Why vary batch size?

Processing more patches at once can sometimes speed up computation, but it also increases memory usage, and a batch that’s too large may cause an Out-Of-Memory (OOM) error.

Dataset Parameters

dataset:
  - tomography_3d:
      num_operators: 2
      num_projections: 50
      geometry_type: conebeam
      use_dataset_sinogram: true
  • num_operators: 2: Number of tomography operators (angle splits).

  • num_projections: 50: Number of projection angles to use.
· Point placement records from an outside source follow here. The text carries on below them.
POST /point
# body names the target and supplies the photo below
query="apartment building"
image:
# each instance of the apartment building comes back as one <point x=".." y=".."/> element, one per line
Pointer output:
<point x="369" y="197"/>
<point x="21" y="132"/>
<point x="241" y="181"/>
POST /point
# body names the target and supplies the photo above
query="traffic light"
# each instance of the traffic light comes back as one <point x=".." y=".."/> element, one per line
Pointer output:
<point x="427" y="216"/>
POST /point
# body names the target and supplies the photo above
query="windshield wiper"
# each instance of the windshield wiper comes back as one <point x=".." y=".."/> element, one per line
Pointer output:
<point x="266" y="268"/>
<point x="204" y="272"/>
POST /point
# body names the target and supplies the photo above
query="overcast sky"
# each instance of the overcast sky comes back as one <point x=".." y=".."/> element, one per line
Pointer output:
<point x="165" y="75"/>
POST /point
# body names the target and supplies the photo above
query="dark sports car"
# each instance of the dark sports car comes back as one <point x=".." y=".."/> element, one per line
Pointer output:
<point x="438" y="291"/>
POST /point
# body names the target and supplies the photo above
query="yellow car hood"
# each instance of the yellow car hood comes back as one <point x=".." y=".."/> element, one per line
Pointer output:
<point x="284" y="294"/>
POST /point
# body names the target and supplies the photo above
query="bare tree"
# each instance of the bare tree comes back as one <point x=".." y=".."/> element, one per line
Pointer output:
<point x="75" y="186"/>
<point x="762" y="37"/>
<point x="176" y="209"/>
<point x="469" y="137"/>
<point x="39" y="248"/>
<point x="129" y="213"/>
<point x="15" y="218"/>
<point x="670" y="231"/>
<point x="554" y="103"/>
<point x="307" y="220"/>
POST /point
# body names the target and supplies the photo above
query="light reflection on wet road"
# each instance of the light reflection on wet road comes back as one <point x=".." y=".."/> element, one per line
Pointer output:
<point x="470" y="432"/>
  • geometry_type: conebeam: Projection geometry for ASTRA.

Solver

We use PnP with a 3D-capable DRUNet denoiser, initialized with a Pseudo-Inverse method:

solver:
  - PnP:
      denoiser: drunet
      init_method: ["pseudo_inverse"]

Interpreting Results

Benchmark Results

Below is an interactive dashboard comparing the configurations:

Interpretation

Batch Size vs. Memory

Peak GPU memory grows with max_batch_size, so smaller batches are needed when memory is limited to prevent OOM errors.

Batch Size vs. Time

Larger batch sizes are usually thought to speed up denoising by making better use of GPU parallelism, but that doesn’t always happen. The effect depends on the denoiser model, image size, and chosen batch size. For more details, see the takeaways page.